Comparison between experimental structures (X-ray and NMR) determined for the Drew−Dickerson Dodecamer (9), and conformations predicted by using the MD datasets produced herein. The six intra-basepair parameters were predicted (red lines) and compared with all the experimental structures (gray lines) and Calladine–Dickerson prediction for Roll and Twist (cyan line).

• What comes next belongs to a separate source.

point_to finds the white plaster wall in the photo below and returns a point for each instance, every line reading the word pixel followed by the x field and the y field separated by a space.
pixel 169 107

Vertical dashed lines represent predicted binormal/bimodal steps, while vertical dotted lines represent steps with clear multi-peaked distributions although not bimodal according to Helguerro (see Materials and Methods). In the last row, predicted BI% (yellow and green) were compared with ³¹P-NMR gold-standard measurements and multi-microsecond long MD simulation of the same sequence using PARMBSC1 force field (9). NMR1 stands for the work by Schwieters et al. (74), and NMR2 from Tian et al. (68). 3D superposition showing the capability of the miniABC library and our set of rules to predict two conformational substates observed experimentally for DDD at the highly polymorphic GCGA tetranucleotide (NMR structures with PDB id: 171D, and 1GIP). The RMSD was measured after aligning the backbones between the experimental structures and the two substates captured by the miniABC library.